Friday, January 13, 2006

Dad, I'm 14

“This is what the teenage boy said as his dad took him to the skate park for lessons last Saturday morning. The dad was insisting that teenage skater boy wear knee pads. “Dad, I’m 14.”

If you were there, you would interpret this, not as a declaration of his age, but a proclamation of his person. I’m 14, I don’t need you to tell me what to wear, I don’t need you to protect me, I don’t need you to treat me like I’m half of 14 (At the same time, skater boy didn’t seem to mind that dad was paying for him to skate that day).

I watched this exchange with great interest. Maybe the fascination comes out of fear that I’ll soon be hearing these words from my own girls. But even more, it was to me a small picture of a broader concept I’ve been thinking through lately:

At what point do teachers/mentors/pastors/parents… let go? And I wonder if we overstay our welcome.

Let me give you two other snapshots…

The first happened at our Emergent West Michigan Gathering this past Wednesday. Isaac, who is from Kenya, shared with us what he’s trying to accomplish in his hometown through reaching the poor and the downtrodden. Isaac’s passion for this is nothing less than inspiring.

Isaac, graciously talked about how he and others are trying to rethink church in their context. The problem seems to be that the established church (to which Isaac showed great respect and appreciation) seems to have not only embraced the Gospel… but also has imported “the American way.” This “American way” brought the gospel, but now seems to have hindered the gospel. “The American Way” rang louder in my ears than this gracious Kenyan said it, but his statement stuck me. Am I aware of the contextual trappings that lace my communication of the Gospel? And is it helping or hurting?

I believe that we cannot get rid of our contextual dye in a Gospel message. Part of me doesn’t want to, because, as one friend reminded me, this is the fabric of incarnation… Jesus comes to us… in a context. Pure context-free gospel is really no gospel at all. And at the same time, can the dye be so dark in our Christian fabric that the gospel gets lost or discolored?

So maybe the issues isn’t getting rid of context (because we can’t) but rethinking our timeline of influence.

The second snapshot comes from a book recommended to me by a colleague and one we’re using for our Theology of Youth Ministry Course at GRTS. It’s called “Christianity Rediscovered” by Father Vincent J. Donovan. Donovan was a missionary to the Masai in Tanzania and describes his journey of having to deconstruct his cultural trappings as best he could to communicate the Gospel… and his realization that once that Gospel is communicated (and this is more than a simple 4 step message), that the community by the power of the Holy Spirit must wrestle with what the expression of this Gospel looks like. This book was originally published in 1978 but rings so relevant for us today.

Father Donovan states that missionaries should never stay in a community one day long than they ought. Why? Because we’re more tempted to make the Gospel in another culture… like our culture rather than allowing that culture to make it their own, expressing it in their way.
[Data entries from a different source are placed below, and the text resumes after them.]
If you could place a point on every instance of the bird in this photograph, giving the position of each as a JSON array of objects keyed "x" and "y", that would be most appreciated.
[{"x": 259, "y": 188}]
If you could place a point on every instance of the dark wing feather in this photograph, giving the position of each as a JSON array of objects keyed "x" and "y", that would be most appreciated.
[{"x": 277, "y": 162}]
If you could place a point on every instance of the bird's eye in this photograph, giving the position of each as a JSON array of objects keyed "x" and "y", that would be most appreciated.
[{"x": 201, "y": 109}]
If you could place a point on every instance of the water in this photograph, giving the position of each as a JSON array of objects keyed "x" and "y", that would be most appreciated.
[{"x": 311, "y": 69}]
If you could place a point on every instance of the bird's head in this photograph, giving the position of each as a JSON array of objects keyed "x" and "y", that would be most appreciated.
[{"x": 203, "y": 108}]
Dad, I’m 14– recognize my teenageness. Don’t discount it.
Exporting The American Way– recognize our east-africanness. Don’t try to change it.
Christianity Rediscovered.

I don’t believe that this means that the “gospel is up for grabs” or that “anything goes.” Rather, I think there’s a challenge to all “mature followers” to not be so quick to expect another’s path toward faith be the same as theirs’. I think it means that there are points in life when we “let go” and stop trying to control the situation. I think this forces us to faithfully communicate the Gospel, aware of our contextual dye, and careful to not overextend our stay.

I think this goes for parenting.
I think this goes for youth ministry.
I think this goes for politics.
I think this goes for teaching.
I think this goes for pastoring.
I think this goes for friendship.

Oh… and this is really hard. I’d like to say it’s hard because I love other people and don’t want them to “make mistakes.” But I think it’s also hard because it challenges my own perspective on the world and reminds me of my own distortions.

Incidentally, I saw skater teenage boy wearing knee pads an hour later. I think he discovered that they weren’t a bad idea after all. The cool thing, is that he chose to wear them on his own rather than because his dad made him.

Where in our own worlds have “overstayed our welcome?” Where have we also refused to go and need to… to be changed ourselves?

Peace Friends. Have a great weekend.

1 Comments:

At Sun Jan 15, 11:53:00 PM GMT-5, Blogger salttheplanet said...

Steve,

This is a continual struggle I have as a 25 year old guy who sees such amazing potential and power in high school students while struggling with the "adult perception" of them as lesser.

This really puts to words a regular challenge of youth ministry. Balancing the letting go (both parental and my own) and the teaching/raising we have been called to.